Recipe – Baked Pesto Salmon with Opera House Potatoes


This tastes so good, and is quite possibly the easiest thing you’ll ever make for dinner. Make the side dish of potatoes first, since it takes longer. When I make this, I usually also have a side of asparagus, or broccoli, or a salad.

BAKED PESTO SALMON
Ingredients:
Salmon steak (4 – 6 oz per person is a healthy serving size)
Basil pesto (1 teaspoon per person)
Pecorino or parmesan cheese, finely grated (1/2 oz per person)
Squeeze of lemon
Preparation:
Preheat oven to 350 degrees. Sear the salmon skin side down for 2 minutes in a hot pan with a little canola oil. Combine the pesto and cheese, then spread this mixture over one side of the salmon. Squeeze fresh lemon juice over top. Bake for 15 minutes.
OPERA HOUSE POTATOES
Named by my nephews, who think the finished product looks like a potato version of the Sydney Opera House sails!
Ingredients:
Baby Potatoes (4 – 5 per person, depending on the size)
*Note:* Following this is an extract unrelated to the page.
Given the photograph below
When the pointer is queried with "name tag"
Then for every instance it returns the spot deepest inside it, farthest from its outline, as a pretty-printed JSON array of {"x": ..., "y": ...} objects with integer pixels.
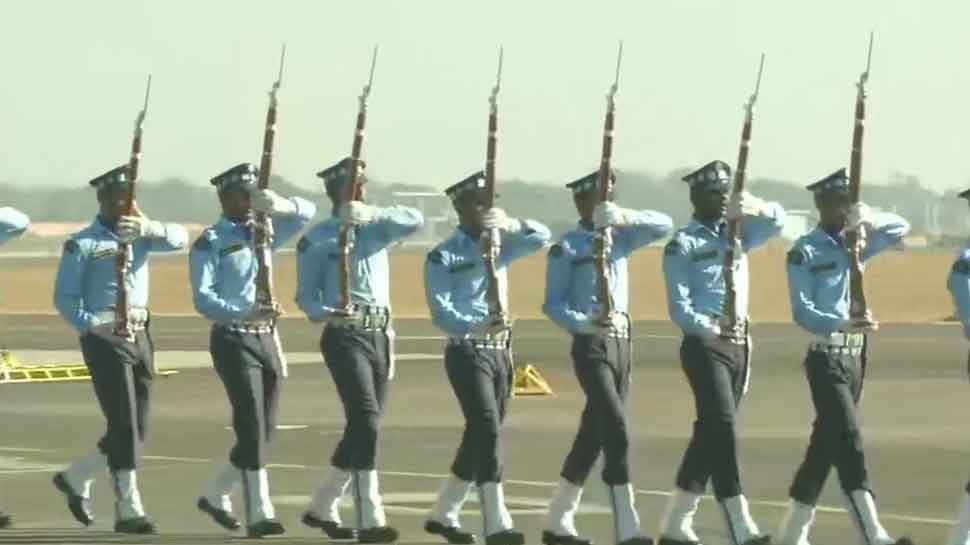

Olive oil (About 1/2 tablespoon per person)
Sea Salt 
Rosemary, chopped fine
Thyme
Preparation:
Preheat oven to 350 degrees. Make thin cuts on one side of each baby potato, not all the way through, just so they can fan out slightly. Drizzle a little olive oil over the fanned sides, then sprinkle the sea salt (to taste) on top. Bake on an  oil-sprayed cookie tray for 20-30 minutes, until brown. When ready, sprinkle the chopped rosemary and the thyme leaves on top, and serve.